Our hearts break yet again. You will be missed, #UmbertoEco. pic.twitter.com/r1QUnahoIt
— Barnes & Noble (@BNBuzz) 20 февраля 2016
The Name of the Rose is the ultimate post-modern novel. Eco provokes his reader at each page, proposing non-stop an enigma, an allusion, a pastiche or a mere quote amidst an arcane plot investigated by a Franciscan monk who's an avatar of Sherlock Holmes. The book can be read in at least three parallel ways; we can follow the intrigue; we can follow the debate of ideas; or we can follow the allegorical dimensions woven through a multiple game of quote upon quote, "a book made out of books". And here we have Eco as the ultimate reader of Borges.

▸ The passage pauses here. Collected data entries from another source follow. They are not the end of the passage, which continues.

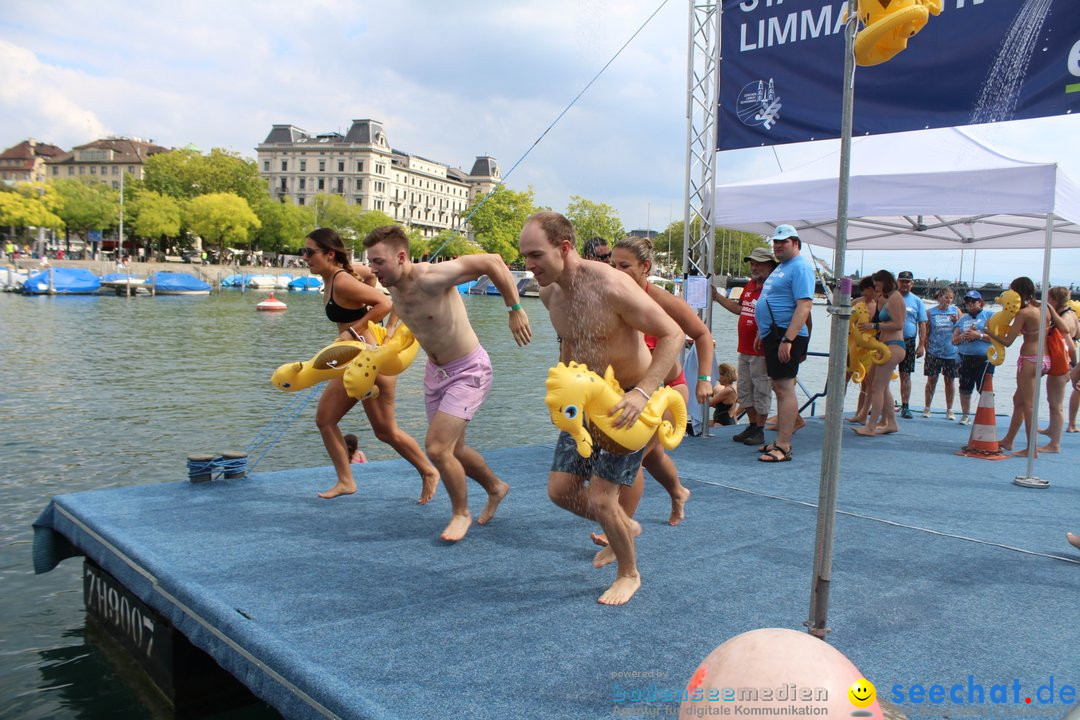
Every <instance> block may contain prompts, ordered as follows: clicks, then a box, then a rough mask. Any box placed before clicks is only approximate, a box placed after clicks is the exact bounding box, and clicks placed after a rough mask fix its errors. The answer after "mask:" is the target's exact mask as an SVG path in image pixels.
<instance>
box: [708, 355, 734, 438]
mask: <svg viewBox="0 0 1080 720" xmlns="http://www.w3.org/2000/svg"><path fill="white" fill-rule="evenodd" d="M738 379H739V373H738V372H737V371H735V368H734V366H733V365H731V364H730V363H720V364H719V365H718V366H717V367H716V384H715V385H713V397H712V399H710V400H708V404H710V405H712V406H713V424H714V425H733V424H735V419H734V418H733V417H731V409H732V408H733V407H734V406H735V403H737V402H738V399H739V388H738V385H737V384H735V381H737V380H738Z"/></svg>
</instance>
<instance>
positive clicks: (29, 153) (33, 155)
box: [0, 137, 64, 184]
mask: <svg viewBox="0 0 1080 720" xmlns="http://www.w3.org/2000/svg"><path fill="white" fill-rule="evenodd" d="M63 154H64V150H63V149H62V148H57V147H56V146H55V145H49V144H48V142H38V141H37V140H35V139H33V138H32V137H31V138H30V139H28V140H23V141H22V142H19V144H18V145H15V146H12V147H10V148H8V149H6V150H4V151H3V152H2V153H0V180H2V181H4V182H9V184H11V182H44V181H45V175H46V171H45V162H48V161H49V160H52V159H53V158H57V157H59V155H63Z"/></svg>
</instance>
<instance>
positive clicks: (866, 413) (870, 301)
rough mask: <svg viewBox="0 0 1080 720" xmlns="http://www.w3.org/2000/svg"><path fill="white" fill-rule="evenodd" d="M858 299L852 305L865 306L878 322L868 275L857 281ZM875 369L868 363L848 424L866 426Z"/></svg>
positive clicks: (873, 378)
mask: <svg viewBox="0 0 1080 720" xmlns="http://www.w3.org/2000/svg"><path fill="white" fill-rule="evenodd" d="M859 294H860V296H859V298H858V299H855V301H854V302H853V303H852V304H853V305H856V304H860V303H862V304H864V305H866V312H867V314H868V315H869V316H870V322H872V323H877V322H878V294H877V289H876V288H875V287H874V279H873V277H872V276H870V275H866V276H865V277H863V279H862V280H861V281H859ZM876 369H877V365H874V364H873V363H870V366H869V368H867V370H866V376H865V377H864V378H863V381H862V383H861V384H860V385H859V400H858V403H856V404H855V415H854V416H853V417H851V418H845V420H847V421H848V422H853V423H858V424H860V425H865V424H866V417H867V416H868V415H869V412H870V388H872V386H873V385H874V371H875V370H876ZM850 379H851V377H850V375H849V376H848V377H846V378H845V382H847V381H849V380H850Z"/></svg>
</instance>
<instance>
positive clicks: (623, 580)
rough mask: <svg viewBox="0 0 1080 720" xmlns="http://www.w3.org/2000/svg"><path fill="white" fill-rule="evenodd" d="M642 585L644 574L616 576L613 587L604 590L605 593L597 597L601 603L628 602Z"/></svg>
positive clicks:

His latest published book, Anno Zero (2015) is also a riot. It takes place in 1992 around an imaginary newsroom — throwing darts all across the juicy political, journalistic, judicial and conspiratorial history of modern Italy — from the Tangentopoli scandal to NATO's Gladio, from the P2 masonic lodge's shenanigans to the terrorism of the Brigate Rosse. No one has ever written a thriller about lousy journalism; only Il Professore could get away with it. His Rosebud: "The question is newspapers are not made to reveal but to cover up news."
It's also fitting that in the end Eco refused to be published by the Italian media colossus Mondadori-Rcs. So he started a new adventure, the Nave de Teseo ("Theseus' Vessel) publishing house. Il Professore remarked that, "Theseus is only a pretext, a name like any other. The important thing is the vessel, not Theseus." Yet another semiological prank.
A staunch reader to the end, Eco famously remarked, "who does not read, at 70 would have lived a single life. Those who read will have lived 5,000 years. Reading is retrospective immortality."
So it's also fitting there will be a posthumous Eco book, Pape Satan Aleppe, which will be out in Italy in a few days. The volume will unite the columns Eco wrote for L'Espresso magazine linked by the theme of liquid society and its symptoms; as he enounced them, "the crisis of ideology, of memory, of communities to which one belongs, the obsession with self-promotion." And what does the title mean? Eco joyfully remarked, "an evidently dantesque quote which does not mean anything, thus sufficiently ‘liquid' to characterize the confusion of our times."
What's in a Name?
After he recently received a laurea honoris causa in Communication and Media Culture in Turin, Eco caused a media storm by deriding social networks, saying they "give the right of expression to legions of imbeciles which beforehand only talked in the bar after a glass of wine, without disturbing their social environment. Now they have the same right of expression of a Nobel Prize. It's the invasion of the imbeciles."
And he was, of course, right. Everyone subjected to internet absurdities recognizes how "TV had promoted the village idiot, in relation to which the spectator felt superior. The drama of the internet is that it has promoted the village idiot to the status of bearer of truth."
Add it to "the confusion of our times", which will only become even more confused with the loss of the Great Alchemist — a joyous, riotous mix of multi-plural thinker, text freak and perennially passionate reader. What if he never got a Nobel Prize? Borges was also snubbed.
The last phrase in The Name of the Rose is "stat rosa pristina nomine, nomina nuda tenemus". "The rose that was now exists only in name, we posses only nude names." That's a variation of a verse contained in De Contemptu Mundi, by the12th century Benedictine monk Bernard of Cluny. Now only nude names echo one another under the benign shadow of the mighty Eco.